Creamy pink skin, an upturned nose, those adorable floppy ears, and a straight – not curly – little pigtail. It would have made the perfect subject for one of my photos if it weren't dead. There it was, laid out over a cloth on the table in the entryway to Daniel's grandmother's house: today's lunch.
Tomás had purchased a lechón for our Sunday asado (barbecue) from someone who raises pigs out in the country. This little piggy, alive and kicking only a couple of hours earlier, lay motionless, awaiting its fate on the grill.
[I can imagine you all squealing "Eeeew!", but of course, no one bats an eyelash when that succulent, mouth-wateringly delicious pork is brought to the table. Well, maybe the vegetarians do, but they're few and far between around here.]

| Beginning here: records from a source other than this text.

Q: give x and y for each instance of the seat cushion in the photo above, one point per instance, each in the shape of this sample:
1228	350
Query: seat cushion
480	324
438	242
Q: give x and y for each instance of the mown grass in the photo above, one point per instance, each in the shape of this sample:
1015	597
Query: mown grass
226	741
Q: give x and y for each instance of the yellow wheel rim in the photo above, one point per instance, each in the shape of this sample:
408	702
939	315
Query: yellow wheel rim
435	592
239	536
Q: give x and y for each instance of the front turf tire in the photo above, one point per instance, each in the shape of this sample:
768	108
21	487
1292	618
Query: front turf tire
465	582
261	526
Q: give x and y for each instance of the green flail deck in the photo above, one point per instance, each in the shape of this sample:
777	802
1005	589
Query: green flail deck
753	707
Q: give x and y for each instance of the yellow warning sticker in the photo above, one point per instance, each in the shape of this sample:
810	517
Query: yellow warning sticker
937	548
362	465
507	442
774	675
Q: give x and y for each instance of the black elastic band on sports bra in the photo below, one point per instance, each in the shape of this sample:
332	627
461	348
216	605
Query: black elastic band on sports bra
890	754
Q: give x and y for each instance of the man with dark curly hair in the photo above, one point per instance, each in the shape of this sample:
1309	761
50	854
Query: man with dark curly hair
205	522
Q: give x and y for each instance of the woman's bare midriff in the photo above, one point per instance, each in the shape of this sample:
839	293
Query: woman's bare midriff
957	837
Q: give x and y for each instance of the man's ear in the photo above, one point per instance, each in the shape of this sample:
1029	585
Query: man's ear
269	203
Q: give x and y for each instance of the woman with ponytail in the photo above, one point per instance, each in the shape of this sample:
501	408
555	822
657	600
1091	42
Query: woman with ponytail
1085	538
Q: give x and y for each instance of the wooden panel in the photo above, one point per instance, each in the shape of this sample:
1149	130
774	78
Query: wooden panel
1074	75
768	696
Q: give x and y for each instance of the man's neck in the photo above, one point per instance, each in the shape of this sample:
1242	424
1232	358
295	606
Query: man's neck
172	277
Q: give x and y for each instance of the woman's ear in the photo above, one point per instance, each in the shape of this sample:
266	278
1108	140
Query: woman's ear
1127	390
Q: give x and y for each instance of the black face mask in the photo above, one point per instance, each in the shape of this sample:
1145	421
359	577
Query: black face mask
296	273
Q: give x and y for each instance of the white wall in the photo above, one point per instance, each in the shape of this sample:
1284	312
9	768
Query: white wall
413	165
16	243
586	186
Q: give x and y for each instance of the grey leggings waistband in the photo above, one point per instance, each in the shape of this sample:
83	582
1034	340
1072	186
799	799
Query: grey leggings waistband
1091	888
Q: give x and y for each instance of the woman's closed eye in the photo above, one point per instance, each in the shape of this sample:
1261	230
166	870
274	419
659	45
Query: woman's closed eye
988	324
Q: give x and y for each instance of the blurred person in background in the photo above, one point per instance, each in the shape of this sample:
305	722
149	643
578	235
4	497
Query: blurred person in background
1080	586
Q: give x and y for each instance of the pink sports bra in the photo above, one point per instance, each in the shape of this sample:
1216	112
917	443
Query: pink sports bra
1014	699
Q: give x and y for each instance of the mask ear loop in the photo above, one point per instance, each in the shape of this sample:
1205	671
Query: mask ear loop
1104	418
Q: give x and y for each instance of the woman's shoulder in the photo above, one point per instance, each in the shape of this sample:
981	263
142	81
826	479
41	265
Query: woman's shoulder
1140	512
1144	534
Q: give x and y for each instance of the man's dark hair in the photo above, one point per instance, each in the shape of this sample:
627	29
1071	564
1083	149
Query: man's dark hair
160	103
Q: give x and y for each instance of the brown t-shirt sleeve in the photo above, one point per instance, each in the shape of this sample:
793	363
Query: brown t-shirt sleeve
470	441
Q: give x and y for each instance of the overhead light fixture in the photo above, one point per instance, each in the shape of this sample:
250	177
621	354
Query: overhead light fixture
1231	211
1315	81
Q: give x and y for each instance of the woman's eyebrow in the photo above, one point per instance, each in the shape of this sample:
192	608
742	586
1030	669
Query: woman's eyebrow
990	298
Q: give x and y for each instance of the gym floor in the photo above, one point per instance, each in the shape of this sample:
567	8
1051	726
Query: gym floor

I think most Americans are extremely detached from the reality of what it means to raise one's own food, slaughter it, and process it. In the U.S., your meat comes to you nicely wrapped in plastic on a styrofoam dish with a little pad. There are few, if any, reminders of the fact that those boneless, skinless chicken breasts were once roaming around a farm somewhere (or more likely, crammed into a pen). There are no feathers, no hooves, no faces on the meat and poultry you buy. Frankly, plenty of people would completely freak out if they saw a head or a foot still attached.
It used to be that people felt an intimate connection to their food and where it came from. Daniel's grandmother and grandfather were farmers who lived out in the country, where raising and slaughtering animals was a way of life. Having chicken for dinner? Ok. Go out to the yard, pick out the one you like best, a few minutes behind the shed, then off to the kitchen with the bird. In two shakes of a lamb's tail (errr, a rooster's tailfeathers?) you'd be eating arroz con pollo. There were no fluorescently-lit supermarkets with aisle after aisle of convenience foods to choose from. You either killed that chicken with your own two hands or you went hungry; there wasn't much of a choice.
Sadly, that relationship and understanding of what the land provides continues to weaken in Argentina just as it already has in the U.S. Neither Daniel nor his mother have any inclination or know-how when it comes to animal husbandry or butchering, and I'm pretty sure they're happy to remain blissfully uninformed. Tomás tends to a veggie patch that yields a bounty of fresh vegetables, but many people are content with mushy, canned veggies, even at the height of summer. Convenience foods have yet to really take hold in Argentina, but their popularity is on the rise here.
Unfortunately, the more we consume processed foods, the more we distance ourselves from real food and everything entailed in producing it. Of course, it's simply not practical to expect everyone to start raising their own free-range chickens and growing organic produce in their backyards; however, I do think it's good once in a while to think about the story of your food, to understand its journey from the field to your table.
I listened to Tomás wax poetic about the farm where he bought the pig as I savored every morsel of lechón at lunch this afternoon. I thought about where that cute little piggy came from, and while I appreciated his seemingly excellent origins, I was grateful that I wasn't the one that had to do the dirty work.